И страдалец восстал в ликованьи великом, и пошел, а пророк в своей комфортабельной келье, вечером, начертал в фолианте приходно-расходном: 7368 златых монет плюс 12 монет».
Улыбаетесь? Открытая у вас улыбка, достопочтенный Борис Тимофеевич… Что значит, откуда имя мне ваше известно, ежели впервые видимся? До журнальчика вашего от моей будочки, гляньте, шагов тридцать, не боле, верно? Вон и окошечко ваше с прошлого года немытое, да-да, на втором этаже. Подолгу засиживаетесь вечерами, случается, и до утра светится ваш абажурчик зеленый. Все тексты небось готовите, сюжетики обмозговываете. А кто комнатенку снимает в доме напротив, окно в окно? Кто даже привычки иные ваши постиг ну, к примеру, губу покусываете верхнюю, когда тяготит забота? да, это я, ваш, извините, сосед… И с творениями вашими знаком, не сомневайтесь. И «Державу» раздобыл у спекулянтов, и «Крепостную стену», и «Отсветы сверхъестественного» и «Беатрису» повезло ухватить. Глядишь, подфартит ближе к зиме — стану обладателем и последней вещицы вашей — «Яко вертоград во цветении»…
Как так не ваш «Вертоград»? Тибетская «Книга мертвых» тоже не ваша, но сумели же вы обнародовать этот шедевр в журнала своем, понемногу, частями, страничек двадцать-тридцать в номере, но зато растянули на целый год, перехитрили всех старцев из редколлегии — и тираж подскочил до восьмисот тысчонок, не так ли? С кем теперь ни начни о вас толковать, одно и то же в ответ: «А, это тот самый, значит, который «Книгу мертвых» недавно издал…» Прав, стало быть, гений: «Нам не дано предугадать, как наше слово отзовется…»

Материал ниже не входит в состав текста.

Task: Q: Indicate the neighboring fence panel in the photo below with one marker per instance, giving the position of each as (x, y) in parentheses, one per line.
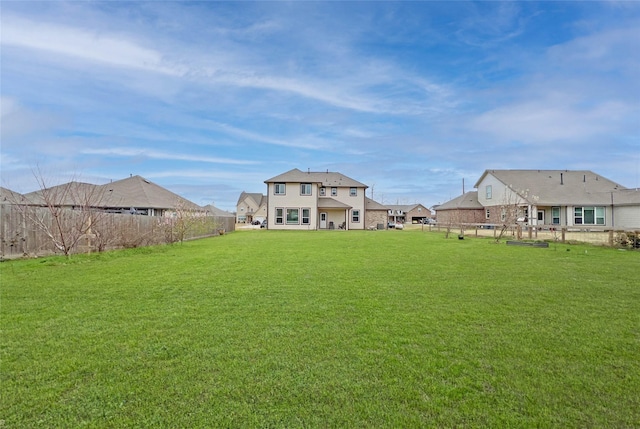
(21, 236)
(593, 235)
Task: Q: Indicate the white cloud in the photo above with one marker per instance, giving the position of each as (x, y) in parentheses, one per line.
(155, 154)
(83, 44)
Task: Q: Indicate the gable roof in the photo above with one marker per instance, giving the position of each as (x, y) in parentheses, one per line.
(373, 205)
(134, 191)
(330, 203)
(555, 187)
(215, 211)
(406, 207)
(466, 201)
(326, 179)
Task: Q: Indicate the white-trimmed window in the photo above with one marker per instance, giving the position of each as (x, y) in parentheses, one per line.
(279, 216)
(589, 216)
(305, 189)
(292, 216)
(555, 215)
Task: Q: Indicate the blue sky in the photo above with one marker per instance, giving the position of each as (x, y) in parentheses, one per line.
(209, 99)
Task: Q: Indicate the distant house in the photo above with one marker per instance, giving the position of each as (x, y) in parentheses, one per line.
(211, 210)
(549, 197)
(462, 209)
(407, 213)
(250, 207)
(135, 195)
(315, 200)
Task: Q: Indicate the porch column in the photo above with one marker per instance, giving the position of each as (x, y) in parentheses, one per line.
(569, 215)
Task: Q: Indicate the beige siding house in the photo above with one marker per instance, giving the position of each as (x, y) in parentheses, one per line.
(558, 197)
(315, 200)
(407, 213)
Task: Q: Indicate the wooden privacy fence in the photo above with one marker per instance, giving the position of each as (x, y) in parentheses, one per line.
(21, 235)
(563, 234)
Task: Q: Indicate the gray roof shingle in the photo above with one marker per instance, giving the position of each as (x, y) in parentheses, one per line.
(326, 179)
(557, 187)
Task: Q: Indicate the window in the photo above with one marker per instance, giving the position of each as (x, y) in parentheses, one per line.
(305, 189)
(292, 216)
(589, 216)
(555, 215)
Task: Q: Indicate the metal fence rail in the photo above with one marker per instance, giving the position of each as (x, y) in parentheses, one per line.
(563, 234)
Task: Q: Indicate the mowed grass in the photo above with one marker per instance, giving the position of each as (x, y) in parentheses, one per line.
(323, 329)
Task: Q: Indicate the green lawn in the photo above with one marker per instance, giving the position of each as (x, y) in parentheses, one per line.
(323, 329)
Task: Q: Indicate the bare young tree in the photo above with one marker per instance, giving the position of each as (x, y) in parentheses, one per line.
(64, 213)
(513, 211)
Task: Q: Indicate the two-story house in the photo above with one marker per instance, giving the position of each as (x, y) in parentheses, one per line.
(315, 200)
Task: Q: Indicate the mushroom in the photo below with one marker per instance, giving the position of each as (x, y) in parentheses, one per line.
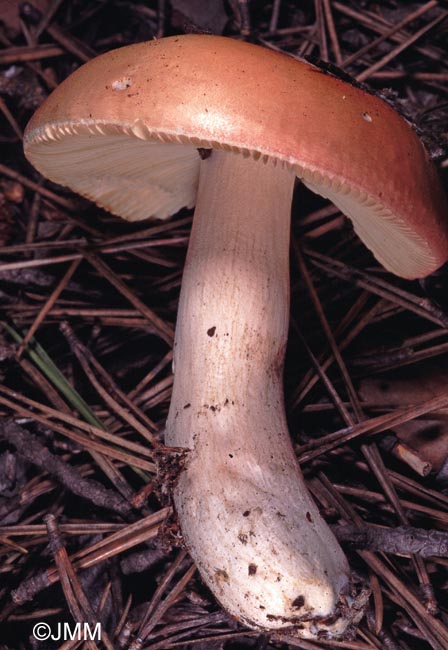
(150, 128)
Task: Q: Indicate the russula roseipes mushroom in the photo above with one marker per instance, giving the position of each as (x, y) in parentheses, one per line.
(124, 130)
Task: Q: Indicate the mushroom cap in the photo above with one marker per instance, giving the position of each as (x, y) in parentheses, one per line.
(124, 128)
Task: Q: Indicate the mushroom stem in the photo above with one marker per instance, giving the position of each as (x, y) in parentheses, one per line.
(245, 513)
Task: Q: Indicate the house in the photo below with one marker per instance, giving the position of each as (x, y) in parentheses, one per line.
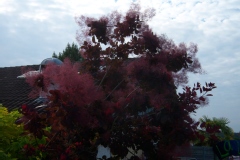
(14, 90)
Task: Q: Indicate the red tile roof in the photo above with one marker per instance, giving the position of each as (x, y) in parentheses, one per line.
(14, 91)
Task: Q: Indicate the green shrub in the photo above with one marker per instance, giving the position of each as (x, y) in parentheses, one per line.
(13, 142)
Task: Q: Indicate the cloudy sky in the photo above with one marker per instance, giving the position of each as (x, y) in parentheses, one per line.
(31, 30)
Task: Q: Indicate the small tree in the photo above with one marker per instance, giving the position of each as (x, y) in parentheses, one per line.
(71, 52)
(115, 101)
(214, 130)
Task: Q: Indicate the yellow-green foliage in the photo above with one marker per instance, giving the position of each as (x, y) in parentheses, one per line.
(12, 138)
(8, 129)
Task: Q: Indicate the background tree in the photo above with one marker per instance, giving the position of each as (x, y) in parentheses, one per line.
(210, 138)
(71, 52)
(116, 101)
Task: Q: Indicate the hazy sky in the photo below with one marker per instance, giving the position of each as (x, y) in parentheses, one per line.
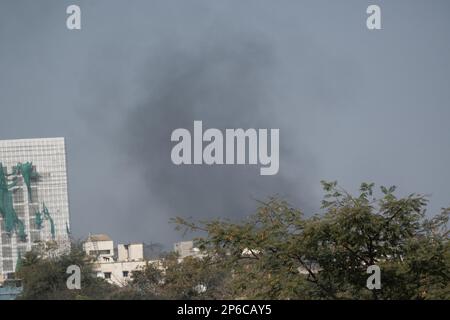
(351, 104)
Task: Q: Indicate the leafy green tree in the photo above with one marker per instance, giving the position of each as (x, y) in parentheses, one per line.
(44, 277)
(191, 278)
(277, 253)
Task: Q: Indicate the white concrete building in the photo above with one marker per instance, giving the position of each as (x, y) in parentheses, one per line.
(186, 249)
(34, 175)
(115, 268)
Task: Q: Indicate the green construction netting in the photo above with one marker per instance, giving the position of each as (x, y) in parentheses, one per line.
(26, 170)
(47, 216)
(9, 215)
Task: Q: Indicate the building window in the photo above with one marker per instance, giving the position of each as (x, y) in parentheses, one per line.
(7, 265)
(7, 252)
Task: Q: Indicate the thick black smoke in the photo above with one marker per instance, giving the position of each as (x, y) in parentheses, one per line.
(226, 84)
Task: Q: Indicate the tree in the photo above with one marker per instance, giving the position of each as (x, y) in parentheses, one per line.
(44, 277)
(277, 253)
(191, 278)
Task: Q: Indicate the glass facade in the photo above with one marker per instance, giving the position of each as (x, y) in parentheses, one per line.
(48, 157)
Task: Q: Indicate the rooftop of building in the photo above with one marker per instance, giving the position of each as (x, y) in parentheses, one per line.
(98, 237)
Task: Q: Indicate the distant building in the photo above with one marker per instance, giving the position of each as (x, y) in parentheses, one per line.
(34, 205)
(116, 268)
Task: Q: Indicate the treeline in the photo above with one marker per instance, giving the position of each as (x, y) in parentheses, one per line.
(278, 253)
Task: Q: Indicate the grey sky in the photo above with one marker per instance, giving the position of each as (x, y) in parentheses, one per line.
(352, 105)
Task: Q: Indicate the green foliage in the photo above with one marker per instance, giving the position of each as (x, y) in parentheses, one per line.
(277, 253)
(186, 279)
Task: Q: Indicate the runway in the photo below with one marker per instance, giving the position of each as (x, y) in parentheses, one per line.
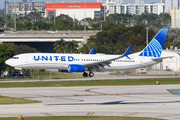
(154, 101)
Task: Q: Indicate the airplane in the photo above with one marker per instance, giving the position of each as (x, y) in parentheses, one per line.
(87, 63)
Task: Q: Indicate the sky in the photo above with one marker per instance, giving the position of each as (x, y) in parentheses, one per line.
(125, 1)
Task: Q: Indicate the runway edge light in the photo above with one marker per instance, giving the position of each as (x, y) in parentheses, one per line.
(157, 82)
(20, 117)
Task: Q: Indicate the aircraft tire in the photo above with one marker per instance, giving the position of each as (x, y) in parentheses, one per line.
(85, 74)
(91, 74)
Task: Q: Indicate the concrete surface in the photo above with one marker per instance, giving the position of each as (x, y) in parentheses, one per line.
(132, 101)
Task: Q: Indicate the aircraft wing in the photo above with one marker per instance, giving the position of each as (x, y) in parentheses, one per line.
(101, 64)
(161, 58)
(92, 50)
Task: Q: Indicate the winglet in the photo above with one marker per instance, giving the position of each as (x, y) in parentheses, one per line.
(92, 50)
(127, 52)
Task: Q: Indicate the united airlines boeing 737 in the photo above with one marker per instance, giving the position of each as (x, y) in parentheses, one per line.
(87, 63)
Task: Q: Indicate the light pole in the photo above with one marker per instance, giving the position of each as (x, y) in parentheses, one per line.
(15, 18)
(54, 13)
(85, 15)
(122, 19)
(147, 35)
(104, 13)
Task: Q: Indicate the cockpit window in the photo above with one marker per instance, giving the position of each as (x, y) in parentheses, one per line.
(15, 57)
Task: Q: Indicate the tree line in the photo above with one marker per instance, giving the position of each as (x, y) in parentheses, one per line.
(35, 21)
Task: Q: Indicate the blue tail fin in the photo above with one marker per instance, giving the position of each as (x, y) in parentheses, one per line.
(92, 50)
(154, 48)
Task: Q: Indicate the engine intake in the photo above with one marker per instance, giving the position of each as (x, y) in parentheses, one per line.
(75, 68)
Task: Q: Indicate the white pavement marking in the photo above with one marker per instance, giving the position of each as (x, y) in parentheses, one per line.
(156, 101)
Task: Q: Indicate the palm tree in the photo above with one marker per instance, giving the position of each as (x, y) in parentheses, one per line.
(60, 46)
(72, 46)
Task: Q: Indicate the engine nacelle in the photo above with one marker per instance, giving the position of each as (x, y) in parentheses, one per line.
(75, 68)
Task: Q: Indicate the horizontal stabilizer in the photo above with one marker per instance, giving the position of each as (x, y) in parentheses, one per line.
(161, 58)
(154, 48)
(92, 50)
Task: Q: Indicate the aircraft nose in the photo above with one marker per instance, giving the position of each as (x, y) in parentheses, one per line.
(8, 62)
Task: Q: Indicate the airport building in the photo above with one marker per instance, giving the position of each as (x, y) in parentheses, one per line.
(170, 4)
(23, 7)
(172, 63)
(78, 11)
(136, 9)
(139, 7)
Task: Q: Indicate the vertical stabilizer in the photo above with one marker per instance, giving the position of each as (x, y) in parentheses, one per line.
(154, 48)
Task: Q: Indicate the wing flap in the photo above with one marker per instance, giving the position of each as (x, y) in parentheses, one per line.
(161, 58)
(108, 61)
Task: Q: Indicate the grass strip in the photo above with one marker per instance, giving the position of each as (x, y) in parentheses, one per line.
(92, 83)
(11, 100)
(82, 118)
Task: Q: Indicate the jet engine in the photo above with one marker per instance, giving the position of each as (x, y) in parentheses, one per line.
(76, 68)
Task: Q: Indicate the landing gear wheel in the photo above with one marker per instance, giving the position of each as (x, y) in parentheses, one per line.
(85, 74)
(91, 74)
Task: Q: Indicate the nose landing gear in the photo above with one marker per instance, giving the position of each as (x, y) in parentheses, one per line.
(85, 74)
(91, 74)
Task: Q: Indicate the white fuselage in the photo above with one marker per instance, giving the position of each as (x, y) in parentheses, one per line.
(62, 61)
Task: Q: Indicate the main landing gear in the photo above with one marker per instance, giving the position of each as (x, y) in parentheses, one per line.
(91, 74)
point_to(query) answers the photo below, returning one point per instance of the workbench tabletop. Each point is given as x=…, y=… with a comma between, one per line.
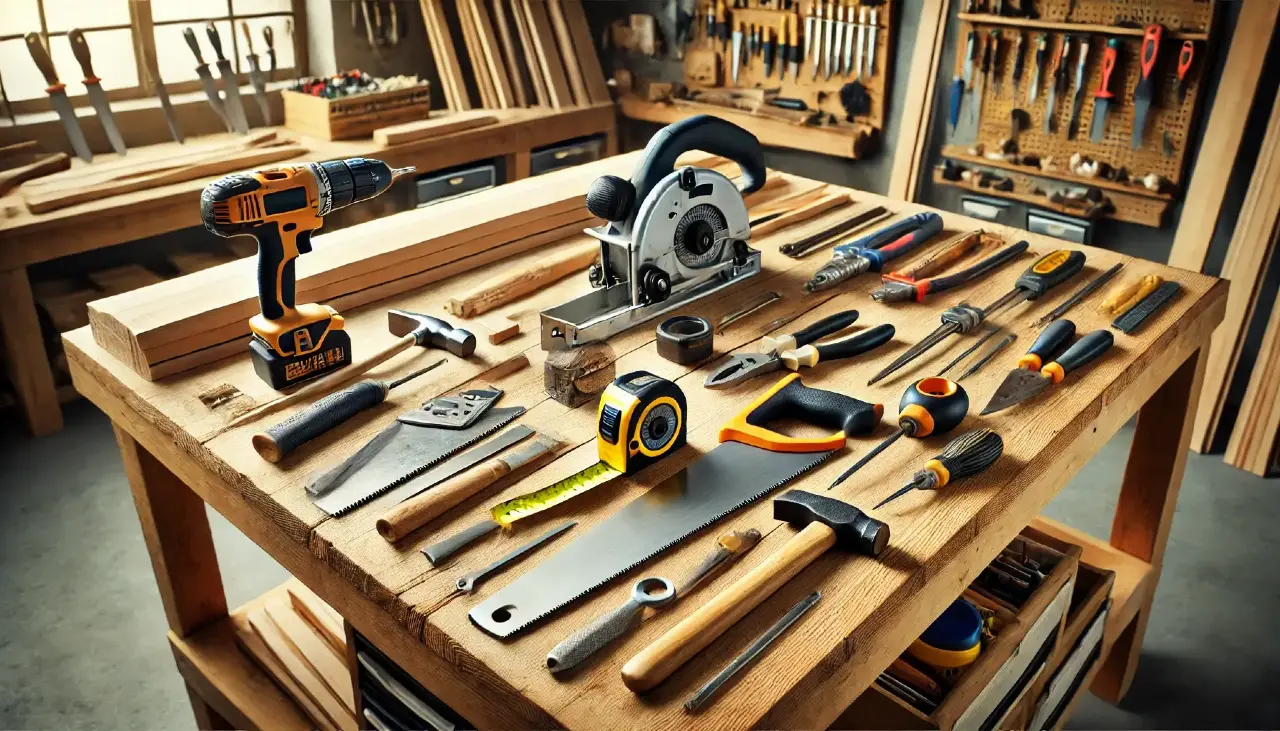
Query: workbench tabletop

…Странно мне, что опять взволновал вас вполне заурядный вопрос: почему да почему волхвую бесплатно. Ах, Борис Тимофеич, с вашею-то натурой широкой, презирающей алчбу, блеск презренного металла, — и такие вопросики повторять. Сами-то зачем сидите порою до зорьки, а после за ночь измысленное — в корзину? Зачем?.. Извольте, могу уточнить вопрос. Во имя чего один мой знакомый хирург ежедневно, по десять-двенадцать часов, от стола операционного не отходит, жизни спасает чужие? За сто девяносто рэ, и не в день — как на Западе, а в месяц. На Сивцев Вражек зовут, в поликлинику Четвертого бывшего управления, сенаторов наших пользовать новоявленных, ну, коли не сенаторов, так конгрессменов, хрен редьки не слаще. Окладик — шесть сотен плюс паек, плюс сразу же светит загранка, а он скальпель и ножницы оставить не может. Привычка? Или свихнулся? Э-э, нет. Предназначение. Предопределение… Кстати, насчет моего прожиточного минимума не беспокойтесь. Не только рубли деревянные — и доллары водятся, и франки, и кроны. Притом вполне законно, даже завел чековую книжку, хотите, покажу? Советы крупным инофирмам, концернам — с заглядом вперед на неделю, на месяц, даже на целый год — мой конек-горбунок. Выявление тенденций. Действие закона больших чисел в зависимости от солнечных бурь и колебания земной оси. Здесь уж эмоции — в сторону. Бизнесмену потребна лишь правда-матка в грядущем., а получит неблагоприятное пророчество — обходится без валидола…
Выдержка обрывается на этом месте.